The days from which i most remember eternally cheerful Orpha were from before all that stuff that broke our family and seems to threaten worse. Mr. Rogers days. Back then we could still collect huge bags of candy and other delicious treats some of them unpackaged from random neighborhood strangers without a whiff of consciousness about Paganism; and so far as i could tell, fourth graders never, ever, plotted to kill teachers with hand sanitizer, (whether the ones the link describes are for real or not).
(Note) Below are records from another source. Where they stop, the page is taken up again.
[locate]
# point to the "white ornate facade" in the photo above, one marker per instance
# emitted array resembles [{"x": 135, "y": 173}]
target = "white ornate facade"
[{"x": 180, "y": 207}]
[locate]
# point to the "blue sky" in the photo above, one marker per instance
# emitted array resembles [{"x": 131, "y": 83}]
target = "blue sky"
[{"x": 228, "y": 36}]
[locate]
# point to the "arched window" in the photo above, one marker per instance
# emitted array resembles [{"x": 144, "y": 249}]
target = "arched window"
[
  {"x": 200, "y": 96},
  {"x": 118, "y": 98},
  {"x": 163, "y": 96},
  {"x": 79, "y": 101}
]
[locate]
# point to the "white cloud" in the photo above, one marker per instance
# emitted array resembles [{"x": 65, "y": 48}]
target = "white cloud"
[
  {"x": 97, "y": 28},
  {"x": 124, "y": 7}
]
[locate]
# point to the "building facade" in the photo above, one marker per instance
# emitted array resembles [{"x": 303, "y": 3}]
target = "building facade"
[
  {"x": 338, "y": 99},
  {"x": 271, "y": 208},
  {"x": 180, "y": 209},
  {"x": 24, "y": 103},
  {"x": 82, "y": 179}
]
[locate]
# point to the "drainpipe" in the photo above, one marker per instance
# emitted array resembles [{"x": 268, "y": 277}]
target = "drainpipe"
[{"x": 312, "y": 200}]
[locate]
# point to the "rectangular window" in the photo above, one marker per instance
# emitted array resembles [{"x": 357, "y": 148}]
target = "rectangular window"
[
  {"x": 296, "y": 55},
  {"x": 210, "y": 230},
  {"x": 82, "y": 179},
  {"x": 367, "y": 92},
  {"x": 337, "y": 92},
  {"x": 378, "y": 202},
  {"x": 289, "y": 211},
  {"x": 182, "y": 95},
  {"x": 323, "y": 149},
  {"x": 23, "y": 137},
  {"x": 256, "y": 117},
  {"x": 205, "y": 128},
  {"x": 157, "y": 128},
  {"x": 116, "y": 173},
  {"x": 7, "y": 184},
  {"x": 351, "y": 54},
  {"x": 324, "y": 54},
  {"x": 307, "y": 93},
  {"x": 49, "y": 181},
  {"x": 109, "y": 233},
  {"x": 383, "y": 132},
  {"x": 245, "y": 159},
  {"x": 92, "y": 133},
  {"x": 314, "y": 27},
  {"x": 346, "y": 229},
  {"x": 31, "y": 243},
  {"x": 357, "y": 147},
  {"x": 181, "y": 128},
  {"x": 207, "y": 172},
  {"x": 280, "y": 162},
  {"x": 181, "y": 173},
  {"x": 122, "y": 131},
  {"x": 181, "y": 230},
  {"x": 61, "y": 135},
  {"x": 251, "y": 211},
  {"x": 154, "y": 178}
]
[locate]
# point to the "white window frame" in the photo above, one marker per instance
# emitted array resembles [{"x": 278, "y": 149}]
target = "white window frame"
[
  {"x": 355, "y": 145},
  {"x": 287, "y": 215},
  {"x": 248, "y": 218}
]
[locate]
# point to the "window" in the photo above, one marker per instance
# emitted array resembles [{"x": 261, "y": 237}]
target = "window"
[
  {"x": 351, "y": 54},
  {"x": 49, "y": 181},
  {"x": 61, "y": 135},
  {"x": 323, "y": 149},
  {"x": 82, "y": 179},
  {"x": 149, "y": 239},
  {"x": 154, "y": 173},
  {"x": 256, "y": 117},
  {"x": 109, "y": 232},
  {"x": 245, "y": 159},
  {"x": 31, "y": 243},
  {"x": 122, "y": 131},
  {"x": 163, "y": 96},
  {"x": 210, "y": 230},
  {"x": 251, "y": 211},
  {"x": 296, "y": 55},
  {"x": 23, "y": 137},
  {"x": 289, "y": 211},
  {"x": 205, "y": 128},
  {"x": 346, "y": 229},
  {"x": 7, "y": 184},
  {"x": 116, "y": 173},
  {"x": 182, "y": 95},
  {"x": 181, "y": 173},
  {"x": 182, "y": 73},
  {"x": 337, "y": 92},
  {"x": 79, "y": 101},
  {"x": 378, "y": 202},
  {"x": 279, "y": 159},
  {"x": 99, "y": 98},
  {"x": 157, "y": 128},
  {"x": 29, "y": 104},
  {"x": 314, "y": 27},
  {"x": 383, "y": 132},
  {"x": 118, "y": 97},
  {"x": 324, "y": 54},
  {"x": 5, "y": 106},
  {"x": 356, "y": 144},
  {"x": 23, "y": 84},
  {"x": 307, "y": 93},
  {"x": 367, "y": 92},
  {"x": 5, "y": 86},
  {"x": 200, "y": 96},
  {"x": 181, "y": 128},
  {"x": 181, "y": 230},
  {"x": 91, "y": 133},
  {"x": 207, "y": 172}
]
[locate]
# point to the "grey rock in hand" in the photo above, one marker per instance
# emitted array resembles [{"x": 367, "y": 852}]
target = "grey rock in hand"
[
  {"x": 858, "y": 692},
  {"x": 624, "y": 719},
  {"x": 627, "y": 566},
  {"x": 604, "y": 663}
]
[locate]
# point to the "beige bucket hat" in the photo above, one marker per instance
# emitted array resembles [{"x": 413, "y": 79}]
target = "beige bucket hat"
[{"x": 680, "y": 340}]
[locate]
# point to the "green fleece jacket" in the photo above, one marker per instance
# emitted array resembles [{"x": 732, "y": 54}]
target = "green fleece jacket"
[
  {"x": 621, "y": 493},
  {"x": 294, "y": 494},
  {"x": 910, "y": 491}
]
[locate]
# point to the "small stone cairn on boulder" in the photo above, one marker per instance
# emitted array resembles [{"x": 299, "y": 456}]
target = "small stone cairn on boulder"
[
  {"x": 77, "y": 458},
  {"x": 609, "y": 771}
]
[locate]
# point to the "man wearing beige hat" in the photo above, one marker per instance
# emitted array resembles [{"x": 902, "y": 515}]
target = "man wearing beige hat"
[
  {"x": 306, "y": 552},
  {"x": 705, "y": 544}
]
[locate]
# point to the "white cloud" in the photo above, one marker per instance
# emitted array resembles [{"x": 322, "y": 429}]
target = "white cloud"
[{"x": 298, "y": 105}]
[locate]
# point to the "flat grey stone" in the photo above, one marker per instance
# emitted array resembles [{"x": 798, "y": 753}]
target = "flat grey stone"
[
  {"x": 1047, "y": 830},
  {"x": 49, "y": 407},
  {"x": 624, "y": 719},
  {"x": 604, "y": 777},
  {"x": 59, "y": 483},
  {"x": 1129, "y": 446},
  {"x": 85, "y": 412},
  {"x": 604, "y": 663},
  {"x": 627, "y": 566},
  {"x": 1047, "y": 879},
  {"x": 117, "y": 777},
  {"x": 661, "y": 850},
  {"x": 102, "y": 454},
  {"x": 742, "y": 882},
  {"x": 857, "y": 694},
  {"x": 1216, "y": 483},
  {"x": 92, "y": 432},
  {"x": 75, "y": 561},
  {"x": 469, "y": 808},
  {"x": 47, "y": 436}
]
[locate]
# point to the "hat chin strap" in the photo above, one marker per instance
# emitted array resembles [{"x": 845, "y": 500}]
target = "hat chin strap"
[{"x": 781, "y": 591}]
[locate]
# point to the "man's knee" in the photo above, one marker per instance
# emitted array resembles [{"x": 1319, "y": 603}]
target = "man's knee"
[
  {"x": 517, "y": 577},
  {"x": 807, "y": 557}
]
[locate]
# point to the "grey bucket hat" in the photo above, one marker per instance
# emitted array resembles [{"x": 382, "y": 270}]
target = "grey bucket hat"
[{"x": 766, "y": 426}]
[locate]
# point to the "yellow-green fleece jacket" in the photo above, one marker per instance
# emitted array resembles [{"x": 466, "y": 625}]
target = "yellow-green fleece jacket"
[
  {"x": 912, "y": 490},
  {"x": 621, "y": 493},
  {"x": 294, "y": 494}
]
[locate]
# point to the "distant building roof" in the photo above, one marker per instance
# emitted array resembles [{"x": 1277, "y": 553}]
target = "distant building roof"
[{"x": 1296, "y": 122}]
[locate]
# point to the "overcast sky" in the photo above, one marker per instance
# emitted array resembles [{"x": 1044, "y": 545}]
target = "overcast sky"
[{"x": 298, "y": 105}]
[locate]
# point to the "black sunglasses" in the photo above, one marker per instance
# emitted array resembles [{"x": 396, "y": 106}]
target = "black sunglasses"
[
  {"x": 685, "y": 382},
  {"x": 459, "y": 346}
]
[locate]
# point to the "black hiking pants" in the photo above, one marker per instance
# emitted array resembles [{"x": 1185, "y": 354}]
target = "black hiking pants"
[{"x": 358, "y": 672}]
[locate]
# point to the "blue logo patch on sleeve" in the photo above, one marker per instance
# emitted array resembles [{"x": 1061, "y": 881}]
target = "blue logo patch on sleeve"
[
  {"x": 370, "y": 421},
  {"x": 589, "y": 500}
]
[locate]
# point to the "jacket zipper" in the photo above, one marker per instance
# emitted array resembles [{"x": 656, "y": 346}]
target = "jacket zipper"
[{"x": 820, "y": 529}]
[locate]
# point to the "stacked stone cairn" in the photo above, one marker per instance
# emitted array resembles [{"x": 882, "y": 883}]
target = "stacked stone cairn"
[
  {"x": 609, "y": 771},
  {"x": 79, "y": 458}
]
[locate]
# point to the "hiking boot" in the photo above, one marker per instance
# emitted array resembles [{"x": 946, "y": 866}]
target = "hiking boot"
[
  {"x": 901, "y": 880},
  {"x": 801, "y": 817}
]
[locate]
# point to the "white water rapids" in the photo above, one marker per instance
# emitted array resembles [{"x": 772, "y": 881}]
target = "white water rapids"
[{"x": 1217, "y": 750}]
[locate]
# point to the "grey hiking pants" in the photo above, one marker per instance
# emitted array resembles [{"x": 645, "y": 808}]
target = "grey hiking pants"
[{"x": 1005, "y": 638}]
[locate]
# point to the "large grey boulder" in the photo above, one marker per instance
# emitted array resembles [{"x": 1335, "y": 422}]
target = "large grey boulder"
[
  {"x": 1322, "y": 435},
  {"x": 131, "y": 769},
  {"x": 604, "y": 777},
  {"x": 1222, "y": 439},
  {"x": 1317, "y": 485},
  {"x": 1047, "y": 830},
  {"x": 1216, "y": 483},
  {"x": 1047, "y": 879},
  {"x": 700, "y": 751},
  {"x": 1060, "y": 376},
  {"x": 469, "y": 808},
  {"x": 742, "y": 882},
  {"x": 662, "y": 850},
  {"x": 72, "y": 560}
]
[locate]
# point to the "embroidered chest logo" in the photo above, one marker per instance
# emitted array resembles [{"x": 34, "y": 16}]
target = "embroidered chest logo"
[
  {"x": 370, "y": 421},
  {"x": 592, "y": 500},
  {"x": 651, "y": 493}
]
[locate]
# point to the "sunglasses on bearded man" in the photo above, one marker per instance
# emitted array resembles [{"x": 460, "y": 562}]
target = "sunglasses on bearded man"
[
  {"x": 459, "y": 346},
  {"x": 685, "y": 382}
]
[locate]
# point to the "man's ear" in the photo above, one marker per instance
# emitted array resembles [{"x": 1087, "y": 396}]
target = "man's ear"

I recall a day when i was around 8 or so when i wept in my mother’s arms over the pain of “growing up.” I was right about the pain, but it didn’t occur to me then that there would be great value in the years that separate me from that boy, pain and all. I may or may not be a “better” person now than i was back when Orpha helped form all those memories that amount to what perception of nostalgia that i carry with me now, but i am certainly more complete. I know a little more about what it means to be a better person because of the memories she leaves me. When i saw her last, a couple of years ago she was grumpy. I had never seen that from her before and a little sadness came to me, then; even she couldn’t make it through unscathed. But her glorious cheerfulness remains with me, and helps to convince me--i really am convinced--that the world can come out good.
Vaya con Dios, Orpha; and true and genuine apologies to all those who have had to suffer through my presence when i failed to apply the lessons she taught me just by being. May we all learn them.